通販の発送業務からパーティーコンパニオンへ

暫く前の話になりますが、通販の受付発送などの業務からパーティーコンパニオンへと転職したことがあります。理由は簡単で、もう少し短い拘束時間で、もう少し稼ぎを大きくしたかったからです。

正直な話、違った業種ではありますが、どちらも「接客業」であることには変わりありません。ただ一番大きな違いは、直接の接客か、間接(電話やネットを通して)の接客かの違いでしょうか。まあそれだけではないことは、すぐに判明しましたが。

通販の会社は、完全時給制の会社でしたので、契約時間以上の残業もなくただ忙しい時だけは少しだけ時間を延長、と言う感じでした。1日8時間で休憩ありでしたので、悪い仕事ではありませんでした。交通費も出ていましたし、継続的に仕事をしている人にはバイトであっても一応社会保険も、加入させてくれました。 ただやはり時給が今一歩だったのと、拘束時間が長いのが不満だったのです。

偶々再会した昔の知人が、パーティーコンパニオンをやっていると言うのでどんな具合か聞いてみましたら、実働時間は基本2時間。予めこちらの予定(働ける日や時間帯)を申し出ておけば、それに見合った仕事が来るという事でした。逆を言えば、固定で仕事があるわけではなく、こちらの都合とパーティーなどの予定や派遣会社側の都合で、仕事も増えたり減ったりだったわけです。収入は不安定だという事でしたが、仕事が切れることはまず無いとのことでした。 気になったのは双方同じ客商売だったわけですが、こちらは明らかに水商売ですし、その辺りはどうなのかを質問した所、完全にパーティー会場の中での仕事で他の付き合いとかは無い、という事でしたので職換えを決めました。
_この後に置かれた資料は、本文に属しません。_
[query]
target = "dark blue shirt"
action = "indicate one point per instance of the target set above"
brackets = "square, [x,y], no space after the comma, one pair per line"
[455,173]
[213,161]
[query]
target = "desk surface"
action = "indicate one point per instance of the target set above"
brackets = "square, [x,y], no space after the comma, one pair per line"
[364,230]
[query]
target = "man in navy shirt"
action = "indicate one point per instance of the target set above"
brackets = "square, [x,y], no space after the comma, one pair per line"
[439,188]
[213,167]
まあ単に美味しい仕事、と言うのは勿論ありません。実働時間は確かに2時間の仕事でしたが、実はその前に髪のセットなどもしなくてはいけませんでしたし、準備も加えて2時間前には会場のホテルの控え室に集合でしたので、結局は半日拘束でした。移動の電車代タクシー代も、食費も勿論自前でした。 加えて衣装などもこちら持ちでしたので(基本和服で自分で着付け)、最初はいささか準備にお金もかかりました。それでも軌道に乗れば、前の仕事よりもずっと稼げたのは事実です。 1日に2本掛け持ちなどの仕事が入った時は、かなりの収入になりました。

ただ同じ接客でも、コンパニオンの場合いささか状況が複雑で、派遣会社の営業さんや社長もある意味お客さん、ホテル自体もお客さん、勿論パーティーに来る方もお客さん。 周り中がお客さんであるので、どこの機嫌も損ねられないと言う、かなり神経を使う仕事ではありました。 しかも女性だけの職場でしたので、それなりのトラブルも。パーティーには何人かで組んでいくわけですのでそのたびにメンバーは変わりますが、その日のグループのチーフに好かれていなかったりした場合、いささか困ったことにもなりましたし、あらぬ噂を撒き散らされて仕事が激減したこともありました。

正直な話、通販業務の場合会社の中での接客で、お客さんに対して最後は会社が責任を持ってくれると言う安心感があったのは、否めません。 それに対してコンパニオンの場合、会社組織の中にいるとは言え最終的には自分で自分の仕事を獲得しなければならない、自分の身は自分で守らなければならない。 これが一番大きな違いだったでしょう、ある意味コンパニオンの方が甘えが許されない仕事だったと思います。一応組織の中にいながらも、個人の力で仕事を獲得しなければいけないという事です。 加えて、先に書きましたように人間関係が結構複雑で、これに実際の仕事以上に気を使ったかもしれません、本末転倒ではありますが事実です。